Herold has her own advice to physicians including:

  • Establish documented social media use policies and procedures within their practice.
  • Make sure all personnel, not just the physicians, know and follow the social media policies and procedures. Many HIPAA violations have occurred within social media from nurses and staff posting photos of patients, making comments about patients, and responding to patients in social media sites.
  • Always remember that just because some of a patient’s PHI (e.g., name, photo, phone number, etc.) is publicly available online, it does not mean that those specific PHI items no longer need to have the HIPAA safeguards applied. The context of a medical provider as it relates to those items is much different than the context of those items when they are posted online. All PHI items must be safeguarded consistently, throughout the entire lifecycle of PHI, according to HIPAA requirements.
  • Establish a procedure for the physicians, nurses and staff to let patients know that they will not communicate with them online about their treatment, payment, or specific healthcare operations; they should be told how to do so via phone, in person, or some other secure way.
  • Recommend establish the requirement for physicians and nurses to not friend or link with patients.
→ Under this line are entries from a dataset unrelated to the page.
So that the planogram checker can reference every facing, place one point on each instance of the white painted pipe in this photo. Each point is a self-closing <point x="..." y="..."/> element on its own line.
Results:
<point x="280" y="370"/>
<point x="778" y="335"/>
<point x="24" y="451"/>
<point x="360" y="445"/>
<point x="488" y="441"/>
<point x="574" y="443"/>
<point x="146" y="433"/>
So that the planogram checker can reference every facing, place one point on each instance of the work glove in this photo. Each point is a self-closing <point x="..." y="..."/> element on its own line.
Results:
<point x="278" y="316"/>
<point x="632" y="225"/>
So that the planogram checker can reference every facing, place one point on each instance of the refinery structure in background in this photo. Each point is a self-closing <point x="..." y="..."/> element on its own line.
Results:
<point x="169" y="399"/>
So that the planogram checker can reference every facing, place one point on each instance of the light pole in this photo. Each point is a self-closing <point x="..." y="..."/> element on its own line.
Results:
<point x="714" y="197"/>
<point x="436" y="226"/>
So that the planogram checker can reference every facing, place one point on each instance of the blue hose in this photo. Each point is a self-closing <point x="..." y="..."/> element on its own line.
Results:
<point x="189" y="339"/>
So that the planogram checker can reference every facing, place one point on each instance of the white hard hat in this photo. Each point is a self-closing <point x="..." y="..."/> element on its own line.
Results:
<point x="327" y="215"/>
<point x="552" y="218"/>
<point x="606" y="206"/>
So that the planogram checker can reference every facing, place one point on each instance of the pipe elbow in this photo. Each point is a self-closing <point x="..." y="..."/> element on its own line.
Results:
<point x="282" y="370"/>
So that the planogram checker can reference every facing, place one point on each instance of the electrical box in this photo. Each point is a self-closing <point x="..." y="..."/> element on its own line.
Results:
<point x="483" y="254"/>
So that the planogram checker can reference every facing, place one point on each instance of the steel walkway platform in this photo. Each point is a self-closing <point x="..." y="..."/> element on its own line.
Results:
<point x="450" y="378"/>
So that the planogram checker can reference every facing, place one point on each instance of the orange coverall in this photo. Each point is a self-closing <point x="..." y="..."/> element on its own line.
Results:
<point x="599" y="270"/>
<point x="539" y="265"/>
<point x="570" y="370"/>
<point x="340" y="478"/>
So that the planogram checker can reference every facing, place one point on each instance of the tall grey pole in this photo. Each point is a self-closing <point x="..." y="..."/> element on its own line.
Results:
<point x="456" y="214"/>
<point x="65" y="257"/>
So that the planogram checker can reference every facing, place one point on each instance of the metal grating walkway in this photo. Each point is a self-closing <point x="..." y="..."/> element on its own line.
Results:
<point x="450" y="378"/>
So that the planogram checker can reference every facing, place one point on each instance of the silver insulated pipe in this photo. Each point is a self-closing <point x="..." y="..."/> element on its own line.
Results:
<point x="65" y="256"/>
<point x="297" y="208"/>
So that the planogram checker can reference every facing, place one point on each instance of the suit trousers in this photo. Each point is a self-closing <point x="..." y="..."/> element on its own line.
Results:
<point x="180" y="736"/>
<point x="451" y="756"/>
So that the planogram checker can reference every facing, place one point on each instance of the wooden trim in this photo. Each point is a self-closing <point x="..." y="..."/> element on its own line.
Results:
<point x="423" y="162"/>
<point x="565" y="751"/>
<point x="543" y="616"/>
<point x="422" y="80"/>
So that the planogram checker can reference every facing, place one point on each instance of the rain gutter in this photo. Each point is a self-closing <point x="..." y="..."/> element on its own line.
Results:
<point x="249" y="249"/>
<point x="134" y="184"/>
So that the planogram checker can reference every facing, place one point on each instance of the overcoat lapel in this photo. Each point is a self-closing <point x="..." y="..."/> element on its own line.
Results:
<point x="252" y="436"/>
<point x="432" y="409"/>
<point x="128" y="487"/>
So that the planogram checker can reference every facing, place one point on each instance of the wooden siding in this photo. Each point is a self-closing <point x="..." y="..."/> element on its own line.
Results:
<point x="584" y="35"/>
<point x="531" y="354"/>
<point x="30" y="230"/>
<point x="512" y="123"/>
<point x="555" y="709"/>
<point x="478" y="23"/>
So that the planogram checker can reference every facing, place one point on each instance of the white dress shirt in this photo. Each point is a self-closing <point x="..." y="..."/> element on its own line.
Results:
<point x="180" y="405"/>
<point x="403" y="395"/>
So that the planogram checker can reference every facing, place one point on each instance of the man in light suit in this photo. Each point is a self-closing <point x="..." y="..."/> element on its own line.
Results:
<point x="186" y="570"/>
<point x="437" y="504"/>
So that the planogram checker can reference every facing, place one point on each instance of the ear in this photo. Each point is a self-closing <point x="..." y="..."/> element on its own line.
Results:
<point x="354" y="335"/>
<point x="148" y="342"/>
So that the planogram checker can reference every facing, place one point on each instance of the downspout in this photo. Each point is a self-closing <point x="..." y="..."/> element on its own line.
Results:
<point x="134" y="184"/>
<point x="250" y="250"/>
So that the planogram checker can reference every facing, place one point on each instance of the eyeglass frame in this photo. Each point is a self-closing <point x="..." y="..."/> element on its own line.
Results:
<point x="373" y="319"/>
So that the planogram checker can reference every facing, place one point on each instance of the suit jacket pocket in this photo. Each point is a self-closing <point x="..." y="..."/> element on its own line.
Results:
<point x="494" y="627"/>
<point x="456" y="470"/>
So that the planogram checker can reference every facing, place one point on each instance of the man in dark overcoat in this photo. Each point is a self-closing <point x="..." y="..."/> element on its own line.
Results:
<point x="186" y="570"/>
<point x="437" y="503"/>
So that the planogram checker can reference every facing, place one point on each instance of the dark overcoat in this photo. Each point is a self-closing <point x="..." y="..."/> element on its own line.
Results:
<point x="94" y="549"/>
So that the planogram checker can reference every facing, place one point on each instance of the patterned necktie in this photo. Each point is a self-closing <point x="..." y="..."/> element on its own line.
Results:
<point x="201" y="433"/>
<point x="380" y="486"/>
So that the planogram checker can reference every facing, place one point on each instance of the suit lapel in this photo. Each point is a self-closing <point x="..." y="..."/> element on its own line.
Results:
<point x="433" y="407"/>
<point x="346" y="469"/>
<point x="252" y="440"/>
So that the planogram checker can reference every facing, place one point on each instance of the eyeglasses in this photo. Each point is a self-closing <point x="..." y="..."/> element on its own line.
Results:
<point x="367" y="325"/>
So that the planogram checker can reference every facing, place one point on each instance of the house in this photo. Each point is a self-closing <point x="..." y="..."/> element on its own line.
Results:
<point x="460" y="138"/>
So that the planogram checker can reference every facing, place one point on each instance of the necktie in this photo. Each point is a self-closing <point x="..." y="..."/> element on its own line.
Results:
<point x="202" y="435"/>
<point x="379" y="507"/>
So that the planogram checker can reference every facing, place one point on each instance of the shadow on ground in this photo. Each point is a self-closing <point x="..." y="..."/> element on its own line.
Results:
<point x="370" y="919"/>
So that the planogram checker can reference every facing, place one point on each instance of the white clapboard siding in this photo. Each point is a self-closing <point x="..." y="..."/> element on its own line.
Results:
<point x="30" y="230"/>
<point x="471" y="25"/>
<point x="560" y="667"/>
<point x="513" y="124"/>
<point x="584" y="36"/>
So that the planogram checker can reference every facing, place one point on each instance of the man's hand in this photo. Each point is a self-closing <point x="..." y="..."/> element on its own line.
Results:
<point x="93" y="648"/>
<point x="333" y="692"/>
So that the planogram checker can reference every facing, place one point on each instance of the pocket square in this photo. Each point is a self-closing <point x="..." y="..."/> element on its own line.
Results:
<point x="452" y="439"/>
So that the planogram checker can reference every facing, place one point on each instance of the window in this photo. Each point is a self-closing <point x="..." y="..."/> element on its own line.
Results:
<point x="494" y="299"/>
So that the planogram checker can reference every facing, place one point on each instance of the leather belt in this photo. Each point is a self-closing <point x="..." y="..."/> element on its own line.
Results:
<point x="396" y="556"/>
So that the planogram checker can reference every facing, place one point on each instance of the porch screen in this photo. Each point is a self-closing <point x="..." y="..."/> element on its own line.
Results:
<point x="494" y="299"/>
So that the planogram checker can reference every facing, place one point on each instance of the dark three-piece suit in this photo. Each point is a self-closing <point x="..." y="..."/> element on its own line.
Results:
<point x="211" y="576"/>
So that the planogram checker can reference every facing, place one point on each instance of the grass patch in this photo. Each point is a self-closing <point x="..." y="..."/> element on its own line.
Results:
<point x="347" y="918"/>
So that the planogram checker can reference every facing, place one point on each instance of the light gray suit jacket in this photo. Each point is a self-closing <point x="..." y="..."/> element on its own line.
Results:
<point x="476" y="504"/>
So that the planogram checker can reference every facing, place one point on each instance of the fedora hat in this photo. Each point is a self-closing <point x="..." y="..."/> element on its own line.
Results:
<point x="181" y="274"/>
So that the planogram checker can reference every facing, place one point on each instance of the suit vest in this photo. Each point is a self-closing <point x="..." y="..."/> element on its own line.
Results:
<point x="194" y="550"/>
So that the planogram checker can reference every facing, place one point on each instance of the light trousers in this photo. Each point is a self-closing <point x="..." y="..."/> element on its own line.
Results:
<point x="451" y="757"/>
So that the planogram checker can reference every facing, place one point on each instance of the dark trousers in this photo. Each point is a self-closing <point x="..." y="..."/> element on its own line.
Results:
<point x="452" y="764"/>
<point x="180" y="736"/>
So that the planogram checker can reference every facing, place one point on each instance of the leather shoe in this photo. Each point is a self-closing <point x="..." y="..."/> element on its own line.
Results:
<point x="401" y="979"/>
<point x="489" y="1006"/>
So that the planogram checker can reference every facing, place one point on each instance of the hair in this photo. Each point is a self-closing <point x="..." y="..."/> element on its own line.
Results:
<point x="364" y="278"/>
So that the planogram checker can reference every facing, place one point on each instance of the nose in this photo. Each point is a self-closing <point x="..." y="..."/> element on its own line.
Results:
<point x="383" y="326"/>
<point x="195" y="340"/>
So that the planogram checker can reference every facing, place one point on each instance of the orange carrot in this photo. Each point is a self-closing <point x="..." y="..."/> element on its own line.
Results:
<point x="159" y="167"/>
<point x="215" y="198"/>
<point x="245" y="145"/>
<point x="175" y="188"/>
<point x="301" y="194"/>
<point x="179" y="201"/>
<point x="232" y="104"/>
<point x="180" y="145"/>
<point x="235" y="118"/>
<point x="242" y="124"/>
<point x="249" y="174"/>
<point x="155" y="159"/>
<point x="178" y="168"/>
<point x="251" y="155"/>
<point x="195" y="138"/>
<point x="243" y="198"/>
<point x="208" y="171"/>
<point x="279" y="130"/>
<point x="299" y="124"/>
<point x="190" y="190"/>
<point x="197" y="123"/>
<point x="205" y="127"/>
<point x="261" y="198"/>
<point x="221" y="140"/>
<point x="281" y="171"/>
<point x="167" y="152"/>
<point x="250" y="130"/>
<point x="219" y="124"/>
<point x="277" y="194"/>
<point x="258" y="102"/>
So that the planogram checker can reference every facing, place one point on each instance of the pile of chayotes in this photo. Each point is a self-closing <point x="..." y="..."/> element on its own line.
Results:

Such relationships often lead to discussing the patient’s TPO, which then leads to HIPAA violations and/or breaches.
  • Establish a policy that nurses, doctors and staff cannot respond personally to any negative social media comments. Establish a procedure they can follow to report such negative comments to their legal and PR areas, and then those areas will determine how to appropriately respond without violating HIPAA, or not respond at all.
  • If the provider i.e. hospital or clinic has a social media site, that is fine and becoming an expected activity for all types of organizations. However, someone within the provider needs to be given the responsibility for managing the site, keeping inappropriate information (such as that which could violate HIPAA) off the site, and directing any questions involving TPO to an appropriate alternate method of communication, that is not through the social media site.
  • When doctors and nurses post health advice online, including on social media sites, they should not include any detailed examples about specific patients, and should never use any patient names. Posts should be for such things as general recommendations for improving health, how to identify common diseases and injuries, etc.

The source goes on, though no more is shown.